Era una de esas tardes de otoño en la que las hojas secas habían estampado todas las calles de la villa cuando Almudena le contó a su hija lo acaecido.

Creo que eres lo suficientemente adulta para saber lo que pasó, para que veas cuán cruel puede llegar a ser la tierra que pisamos, le dije sin temor. Yo, la madre sobre protectora, que temía cuando su hija salía a la calle por lo que pudieran contarle, por fin daba el paso.

Con tu misma edad pisé mi segunda casa de acogida. Con quince años había pasado por dos orfanatos, una casa de monjas y una familia provisional; por tanto, nunca llegué a pensar que esa sería mi última parada del tren. ¿Esperanza? No hija no, eso no se estilaba, vivíamos con la conciencia intranquila por las noches, el rún-rún de una conciencia que no me pertenecía. Tú no elegías quién eras, eras quien tus padres habían sido. Yo era una especie de peste que cuanto pisaba ennegrecía, era la hija de unos rojos asesinados en el campo de batalla que nadie recuerda por cómo eran, sino por con qué brazalete habían optado en el tiroteo habitual de cada día.
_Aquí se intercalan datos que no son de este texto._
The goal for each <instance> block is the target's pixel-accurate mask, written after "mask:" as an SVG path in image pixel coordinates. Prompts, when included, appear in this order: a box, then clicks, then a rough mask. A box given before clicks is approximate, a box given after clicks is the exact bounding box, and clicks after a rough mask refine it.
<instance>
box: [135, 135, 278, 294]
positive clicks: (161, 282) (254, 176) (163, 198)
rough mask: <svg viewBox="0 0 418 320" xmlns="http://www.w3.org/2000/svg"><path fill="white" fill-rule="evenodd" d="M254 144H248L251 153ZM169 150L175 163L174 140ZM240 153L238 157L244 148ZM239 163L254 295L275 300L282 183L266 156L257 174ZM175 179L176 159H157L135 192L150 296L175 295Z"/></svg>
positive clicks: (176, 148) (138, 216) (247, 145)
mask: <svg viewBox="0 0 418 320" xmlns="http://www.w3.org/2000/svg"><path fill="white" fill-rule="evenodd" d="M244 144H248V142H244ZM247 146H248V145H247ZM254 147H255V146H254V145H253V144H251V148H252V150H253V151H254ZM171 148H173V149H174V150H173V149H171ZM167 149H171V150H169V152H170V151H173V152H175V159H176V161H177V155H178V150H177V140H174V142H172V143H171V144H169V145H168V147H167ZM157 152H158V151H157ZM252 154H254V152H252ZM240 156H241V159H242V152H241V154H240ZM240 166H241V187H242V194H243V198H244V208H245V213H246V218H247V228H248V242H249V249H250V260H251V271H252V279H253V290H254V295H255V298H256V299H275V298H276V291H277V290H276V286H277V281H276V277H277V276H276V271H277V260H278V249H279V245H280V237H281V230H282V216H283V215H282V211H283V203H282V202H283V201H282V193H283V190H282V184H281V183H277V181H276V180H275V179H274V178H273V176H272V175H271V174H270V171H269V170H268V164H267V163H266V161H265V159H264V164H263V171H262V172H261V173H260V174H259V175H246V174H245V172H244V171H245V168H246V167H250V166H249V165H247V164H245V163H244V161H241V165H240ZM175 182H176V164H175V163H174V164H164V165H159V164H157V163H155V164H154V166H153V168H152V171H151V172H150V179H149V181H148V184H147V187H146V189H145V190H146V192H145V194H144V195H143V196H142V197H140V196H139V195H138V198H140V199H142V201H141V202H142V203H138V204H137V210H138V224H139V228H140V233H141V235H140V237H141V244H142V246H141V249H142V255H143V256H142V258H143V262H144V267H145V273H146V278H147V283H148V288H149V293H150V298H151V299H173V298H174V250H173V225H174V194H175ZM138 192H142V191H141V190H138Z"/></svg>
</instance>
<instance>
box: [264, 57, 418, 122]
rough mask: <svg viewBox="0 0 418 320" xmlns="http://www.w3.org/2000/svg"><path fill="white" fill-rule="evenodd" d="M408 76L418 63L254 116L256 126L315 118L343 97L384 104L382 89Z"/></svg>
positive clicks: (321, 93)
Tu tía, casada con un militar del bando contrario no podía acogerme en su casa, allí era mejor recibida una cucaracha hambrienta que yo, más cosa que persona para su marido. Decidí ir por mi propio pie al orfanato más cercano y di mil gracias por ser menor de edad, sino no tendría dónde ir. Esa noche lo odié todo, a tus abuelos, a tu tía, a mí por haber nacido. Quise desaparecer, olvidar, empezar de nuevo, pero eso tampoco se estilaba, como si llevases un tatuaje que pusiese: soy hija de republicanos, repudiadme.